En febrero de 1875, Bakunin compartió sus desalentadoras reflexiones con Elisée Reclus desde Lugano, debido a la falta de energía revolucionaria en las masas, que parecían resignadas y acomodaticias. Solo un reducido grupo de individuos estoicos, como los belgas y jurasianos, a quienes podríamos considerar los últimos custodios de la ya extinta Internacional, lograban reunir la vitalidad necesaria para perseverar en medio de las circunstancias imperantes. La única perspectiva que podría reavivar la causa revolucionaria, según la sugerencia de Bakunin, era un conflicto bélico entre las potencias imperialistas de Europa:
«En lo que a mí respecta, querido amigo, soy demasiado mayor, demasiado anciano, me siento sumamente fatigado y debo confesarte que estoy profundamente desilusionado con numerosos aspectos de la historia, lo que hace difícil encontrar la motivación y la fortaleza necesarias para embarcarme en este esfuerzo… Queda aún una última esperanza: la Guerra Mundial… ¡Pero, qué perspectiva tan desalentadora!»

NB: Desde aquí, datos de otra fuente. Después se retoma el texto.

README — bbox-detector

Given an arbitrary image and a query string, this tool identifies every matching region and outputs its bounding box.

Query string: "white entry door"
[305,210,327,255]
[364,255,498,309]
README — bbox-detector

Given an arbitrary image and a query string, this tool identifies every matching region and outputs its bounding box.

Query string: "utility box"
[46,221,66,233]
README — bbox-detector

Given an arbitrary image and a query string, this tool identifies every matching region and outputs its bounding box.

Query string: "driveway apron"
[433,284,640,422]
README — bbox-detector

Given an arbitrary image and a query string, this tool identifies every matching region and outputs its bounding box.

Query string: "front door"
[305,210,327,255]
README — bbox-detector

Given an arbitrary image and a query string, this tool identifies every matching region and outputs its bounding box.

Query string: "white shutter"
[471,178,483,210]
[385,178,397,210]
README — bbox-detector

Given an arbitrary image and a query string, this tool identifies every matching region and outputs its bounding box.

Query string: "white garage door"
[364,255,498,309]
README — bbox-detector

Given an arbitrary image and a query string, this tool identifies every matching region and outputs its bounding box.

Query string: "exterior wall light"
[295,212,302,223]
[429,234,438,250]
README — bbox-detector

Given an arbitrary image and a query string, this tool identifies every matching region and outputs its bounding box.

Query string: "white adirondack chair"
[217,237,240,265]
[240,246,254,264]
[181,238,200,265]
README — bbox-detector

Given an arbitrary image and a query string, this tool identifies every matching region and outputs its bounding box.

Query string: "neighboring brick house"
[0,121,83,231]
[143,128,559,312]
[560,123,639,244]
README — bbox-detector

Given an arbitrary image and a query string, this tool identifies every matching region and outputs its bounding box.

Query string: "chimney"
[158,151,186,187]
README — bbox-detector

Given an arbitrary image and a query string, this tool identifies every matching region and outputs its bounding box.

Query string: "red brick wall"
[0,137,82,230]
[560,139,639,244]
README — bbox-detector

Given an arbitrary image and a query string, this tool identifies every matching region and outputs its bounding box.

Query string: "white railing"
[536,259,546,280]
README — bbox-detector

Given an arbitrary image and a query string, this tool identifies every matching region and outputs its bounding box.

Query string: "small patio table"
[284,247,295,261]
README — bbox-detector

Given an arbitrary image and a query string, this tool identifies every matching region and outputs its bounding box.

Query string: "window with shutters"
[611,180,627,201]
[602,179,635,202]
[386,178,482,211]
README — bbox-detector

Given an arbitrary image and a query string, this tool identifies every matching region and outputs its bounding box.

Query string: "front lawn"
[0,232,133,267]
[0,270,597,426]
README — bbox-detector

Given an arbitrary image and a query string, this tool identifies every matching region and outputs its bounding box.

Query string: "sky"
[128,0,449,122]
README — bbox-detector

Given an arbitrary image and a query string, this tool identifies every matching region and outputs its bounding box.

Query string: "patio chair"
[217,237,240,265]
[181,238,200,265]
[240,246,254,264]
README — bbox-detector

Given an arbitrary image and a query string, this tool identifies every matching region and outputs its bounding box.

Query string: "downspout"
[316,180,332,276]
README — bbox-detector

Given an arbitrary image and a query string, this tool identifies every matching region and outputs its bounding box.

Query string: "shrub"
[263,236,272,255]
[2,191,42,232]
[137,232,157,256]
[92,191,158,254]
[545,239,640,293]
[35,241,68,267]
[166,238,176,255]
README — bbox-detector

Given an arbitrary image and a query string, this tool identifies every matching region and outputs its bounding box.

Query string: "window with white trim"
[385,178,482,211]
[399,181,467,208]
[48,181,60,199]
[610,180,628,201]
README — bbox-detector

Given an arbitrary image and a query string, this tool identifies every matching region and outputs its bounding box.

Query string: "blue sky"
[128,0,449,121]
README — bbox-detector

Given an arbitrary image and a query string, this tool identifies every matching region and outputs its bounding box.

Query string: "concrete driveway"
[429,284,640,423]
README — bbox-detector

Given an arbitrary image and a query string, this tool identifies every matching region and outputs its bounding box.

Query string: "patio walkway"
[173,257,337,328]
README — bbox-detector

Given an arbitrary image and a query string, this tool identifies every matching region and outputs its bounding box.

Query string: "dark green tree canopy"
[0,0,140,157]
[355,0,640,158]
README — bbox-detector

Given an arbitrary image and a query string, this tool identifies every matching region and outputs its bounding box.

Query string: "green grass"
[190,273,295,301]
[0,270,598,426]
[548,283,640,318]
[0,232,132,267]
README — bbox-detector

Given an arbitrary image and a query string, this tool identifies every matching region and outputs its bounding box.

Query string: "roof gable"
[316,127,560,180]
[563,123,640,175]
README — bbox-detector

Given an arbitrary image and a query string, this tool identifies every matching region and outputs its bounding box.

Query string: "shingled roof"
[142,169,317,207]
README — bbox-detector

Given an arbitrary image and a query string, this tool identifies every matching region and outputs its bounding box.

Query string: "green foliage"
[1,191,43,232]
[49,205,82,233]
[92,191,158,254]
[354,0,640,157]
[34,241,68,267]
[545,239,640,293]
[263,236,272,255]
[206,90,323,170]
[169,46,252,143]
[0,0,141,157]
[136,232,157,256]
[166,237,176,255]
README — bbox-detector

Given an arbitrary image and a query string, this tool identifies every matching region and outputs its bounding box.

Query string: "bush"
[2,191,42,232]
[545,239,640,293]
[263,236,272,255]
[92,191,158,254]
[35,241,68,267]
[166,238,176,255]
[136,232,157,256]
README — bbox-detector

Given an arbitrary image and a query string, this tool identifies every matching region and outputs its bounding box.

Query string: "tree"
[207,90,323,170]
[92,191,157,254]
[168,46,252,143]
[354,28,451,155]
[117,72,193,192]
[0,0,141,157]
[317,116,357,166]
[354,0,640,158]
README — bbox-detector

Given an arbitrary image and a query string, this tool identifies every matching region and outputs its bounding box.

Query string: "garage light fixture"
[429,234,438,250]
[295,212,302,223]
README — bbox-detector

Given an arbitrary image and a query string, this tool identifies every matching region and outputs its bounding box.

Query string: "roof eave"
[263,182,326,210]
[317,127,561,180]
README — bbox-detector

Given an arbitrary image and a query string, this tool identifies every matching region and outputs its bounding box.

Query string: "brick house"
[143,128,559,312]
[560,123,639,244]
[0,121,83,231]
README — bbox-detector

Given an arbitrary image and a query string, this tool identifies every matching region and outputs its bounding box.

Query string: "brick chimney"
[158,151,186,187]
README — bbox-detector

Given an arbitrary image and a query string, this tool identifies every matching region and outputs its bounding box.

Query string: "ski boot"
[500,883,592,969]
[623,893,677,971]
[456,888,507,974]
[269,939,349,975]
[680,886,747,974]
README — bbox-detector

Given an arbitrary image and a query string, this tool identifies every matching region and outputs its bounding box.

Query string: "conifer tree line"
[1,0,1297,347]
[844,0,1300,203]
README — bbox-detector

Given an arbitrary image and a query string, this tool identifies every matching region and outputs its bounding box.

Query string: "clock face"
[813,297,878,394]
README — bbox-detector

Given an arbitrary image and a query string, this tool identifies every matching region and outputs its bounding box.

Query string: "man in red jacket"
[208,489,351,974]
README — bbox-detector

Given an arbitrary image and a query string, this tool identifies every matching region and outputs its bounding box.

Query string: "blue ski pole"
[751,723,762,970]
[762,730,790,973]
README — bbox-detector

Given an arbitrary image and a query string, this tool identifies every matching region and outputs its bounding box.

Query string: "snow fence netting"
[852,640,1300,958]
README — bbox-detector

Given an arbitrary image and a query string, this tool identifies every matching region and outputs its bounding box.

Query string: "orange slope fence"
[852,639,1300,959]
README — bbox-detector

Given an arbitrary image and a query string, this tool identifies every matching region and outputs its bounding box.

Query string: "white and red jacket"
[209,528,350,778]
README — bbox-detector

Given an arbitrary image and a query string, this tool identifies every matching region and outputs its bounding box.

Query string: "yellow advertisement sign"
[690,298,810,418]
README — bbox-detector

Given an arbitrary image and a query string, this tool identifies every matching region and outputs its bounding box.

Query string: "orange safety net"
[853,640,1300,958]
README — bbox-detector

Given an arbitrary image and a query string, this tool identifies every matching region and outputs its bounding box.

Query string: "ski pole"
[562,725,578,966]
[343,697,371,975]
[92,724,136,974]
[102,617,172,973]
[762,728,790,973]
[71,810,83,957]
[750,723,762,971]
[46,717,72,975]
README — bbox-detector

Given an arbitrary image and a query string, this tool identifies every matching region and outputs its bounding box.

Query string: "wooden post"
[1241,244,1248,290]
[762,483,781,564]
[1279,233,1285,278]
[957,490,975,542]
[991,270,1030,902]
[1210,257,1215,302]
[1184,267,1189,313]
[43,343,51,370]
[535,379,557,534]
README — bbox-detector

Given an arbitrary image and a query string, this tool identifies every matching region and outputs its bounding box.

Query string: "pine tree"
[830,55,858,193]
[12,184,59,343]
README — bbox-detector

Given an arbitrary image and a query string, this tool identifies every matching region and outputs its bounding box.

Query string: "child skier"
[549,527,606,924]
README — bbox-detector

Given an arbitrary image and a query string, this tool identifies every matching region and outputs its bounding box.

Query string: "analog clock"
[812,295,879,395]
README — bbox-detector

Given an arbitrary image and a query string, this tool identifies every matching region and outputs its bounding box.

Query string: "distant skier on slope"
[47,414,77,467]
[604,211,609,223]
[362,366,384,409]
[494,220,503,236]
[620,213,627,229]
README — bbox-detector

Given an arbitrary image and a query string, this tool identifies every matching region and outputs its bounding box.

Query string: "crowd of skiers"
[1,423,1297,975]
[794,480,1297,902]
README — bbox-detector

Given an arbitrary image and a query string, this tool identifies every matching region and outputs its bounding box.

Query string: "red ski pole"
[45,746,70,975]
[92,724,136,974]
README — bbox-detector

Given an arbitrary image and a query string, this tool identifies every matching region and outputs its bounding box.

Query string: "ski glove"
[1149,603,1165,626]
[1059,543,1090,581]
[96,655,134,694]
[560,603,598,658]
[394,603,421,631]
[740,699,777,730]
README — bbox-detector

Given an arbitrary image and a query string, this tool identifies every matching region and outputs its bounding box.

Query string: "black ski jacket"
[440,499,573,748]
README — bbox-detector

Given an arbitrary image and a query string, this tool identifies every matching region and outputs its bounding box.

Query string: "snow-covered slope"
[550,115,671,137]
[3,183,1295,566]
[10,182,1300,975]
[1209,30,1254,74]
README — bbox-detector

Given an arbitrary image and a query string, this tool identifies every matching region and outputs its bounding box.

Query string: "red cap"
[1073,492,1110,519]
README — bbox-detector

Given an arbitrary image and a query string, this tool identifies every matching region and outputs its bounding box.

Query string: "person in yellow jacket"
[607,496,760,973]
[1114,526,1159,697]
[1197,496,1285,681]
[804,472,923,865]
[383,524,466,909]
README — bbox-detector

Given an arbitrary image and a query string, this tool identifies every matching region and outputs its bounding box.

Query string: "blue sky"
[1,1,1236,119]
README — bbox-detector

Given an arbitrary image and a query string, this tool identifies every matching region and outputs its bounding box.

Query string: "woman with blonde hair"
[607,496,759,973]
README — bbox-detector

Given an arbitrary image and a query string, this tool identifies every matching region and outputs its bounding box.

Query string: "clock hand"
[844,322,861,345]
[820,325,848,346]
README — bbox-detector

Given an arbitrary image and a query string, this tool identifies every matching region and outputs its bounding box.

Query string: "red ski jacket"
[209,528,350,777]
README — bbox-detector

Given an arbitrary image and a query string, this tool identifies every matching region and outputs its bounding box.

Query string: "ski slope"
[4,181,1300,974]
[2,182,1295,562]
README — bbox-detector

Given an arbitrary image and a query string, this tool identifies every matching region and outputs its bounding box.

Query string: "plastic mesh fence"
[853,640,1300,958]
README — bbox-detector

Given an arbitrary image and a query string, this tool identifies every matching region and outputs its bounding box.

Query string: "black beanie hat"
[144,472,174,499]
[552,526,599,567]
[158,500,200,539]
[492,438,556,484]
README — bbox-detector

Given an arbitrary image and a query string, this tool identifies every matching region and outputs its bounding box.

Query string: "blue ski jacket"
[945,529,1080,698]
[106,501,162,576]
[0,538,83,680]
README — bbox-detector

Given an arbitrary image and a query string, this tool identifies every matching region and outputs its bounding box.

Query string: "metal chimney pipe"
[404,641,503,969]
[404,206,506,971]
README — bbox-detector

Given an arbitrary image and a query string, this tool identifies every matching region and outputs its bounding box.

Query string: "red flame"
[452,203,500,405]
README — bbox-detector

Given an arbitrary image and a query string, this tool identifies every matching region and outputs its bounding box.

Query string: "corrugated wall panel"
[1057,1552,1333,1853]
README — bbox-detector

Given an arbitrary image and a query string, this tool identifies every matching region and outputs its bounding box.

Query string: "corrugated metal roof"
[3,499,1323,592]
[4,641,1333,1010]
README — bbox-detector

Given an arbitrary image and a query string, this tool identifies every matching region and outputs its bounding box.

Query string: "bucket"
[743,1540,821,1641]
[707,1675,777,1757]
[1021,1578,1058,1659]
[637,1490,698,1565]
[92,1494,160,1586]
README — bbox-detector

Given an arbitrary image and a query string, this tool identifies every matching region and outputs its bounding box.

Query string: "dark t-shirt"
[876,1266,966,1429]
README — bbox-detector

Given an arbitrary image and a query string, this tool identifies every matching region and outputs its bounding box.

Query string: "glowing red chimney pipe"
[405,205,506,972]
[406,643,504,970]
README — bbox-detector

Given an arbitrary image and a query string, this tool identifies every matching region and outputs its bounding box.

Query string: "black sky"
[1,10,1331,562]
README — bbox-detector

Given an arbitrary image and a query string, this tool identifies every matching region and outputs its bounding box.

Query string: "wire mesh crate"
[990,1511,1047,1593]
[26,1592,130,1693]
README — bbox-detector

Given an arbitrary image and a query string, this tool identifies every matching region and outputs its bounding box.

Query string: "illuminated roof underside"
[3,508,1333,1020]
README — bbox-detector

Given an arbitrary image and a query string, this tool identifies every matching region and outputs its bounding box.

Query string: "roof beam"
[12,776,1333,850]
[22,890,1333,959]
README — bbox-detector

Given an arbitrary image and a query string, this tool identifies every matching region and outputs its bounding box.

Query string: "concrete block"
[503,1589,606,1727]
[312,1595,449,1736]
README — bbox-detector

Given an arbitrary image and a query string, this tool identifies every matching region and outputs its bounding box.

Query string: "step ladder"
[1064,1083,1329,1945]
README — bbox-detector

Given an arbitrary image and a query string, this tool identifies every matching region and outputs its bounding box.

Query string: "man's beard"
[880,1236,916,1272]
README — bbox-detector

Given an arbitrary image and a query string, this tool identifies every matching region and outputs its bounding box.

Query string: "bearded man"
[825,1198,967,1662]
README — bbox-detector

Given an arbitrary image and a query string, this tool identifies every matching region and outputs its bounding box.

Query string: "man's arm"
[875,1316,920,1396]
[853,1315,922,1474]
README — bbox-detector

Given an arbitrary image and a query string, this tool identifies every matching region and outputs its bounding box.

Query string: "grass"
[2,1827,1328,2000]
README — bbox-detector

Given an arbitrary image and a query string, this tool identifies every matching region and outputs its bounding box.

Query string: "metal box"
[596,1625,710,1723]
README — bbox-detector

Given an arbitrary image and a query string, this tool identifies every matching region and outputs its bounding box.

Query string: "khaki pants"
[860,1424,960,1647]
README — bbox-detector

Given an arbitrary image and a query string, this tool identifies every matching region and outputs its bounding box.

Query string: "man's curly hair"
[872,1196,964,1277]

Bakunin, en contraste con Marx, nunca dejó de enfatizar que la fuente de la energía revolucionaria, de la furia y la ira, reside en la invocación del pueblo. Consideraba al pueblo como un depósito de energías subversivas y de insatisfacciones explosivas que sigue desempeñando un papel esencial en la gestación de movimientos rebeldes. A lo largo de un período que abarca más de dos siglos, esta entidad mítica ha sido la génesis de las expresiones más concretas de los colectivos tymoticos.
Todas las corrientes, ya sean esotéricas, conspirativas o historiográficas, que examinan el origen de la Revolución cubana de 1959, suelen pasar por alto el hecho de que, en sus inicios, y antes y después de estos, Castro fue un seguidor de la corriente bakuninista que invocaba la ira como fuente de energía revolucionaria, al igual que Lenin. El marxismo fue la cara ideológica del castrismo.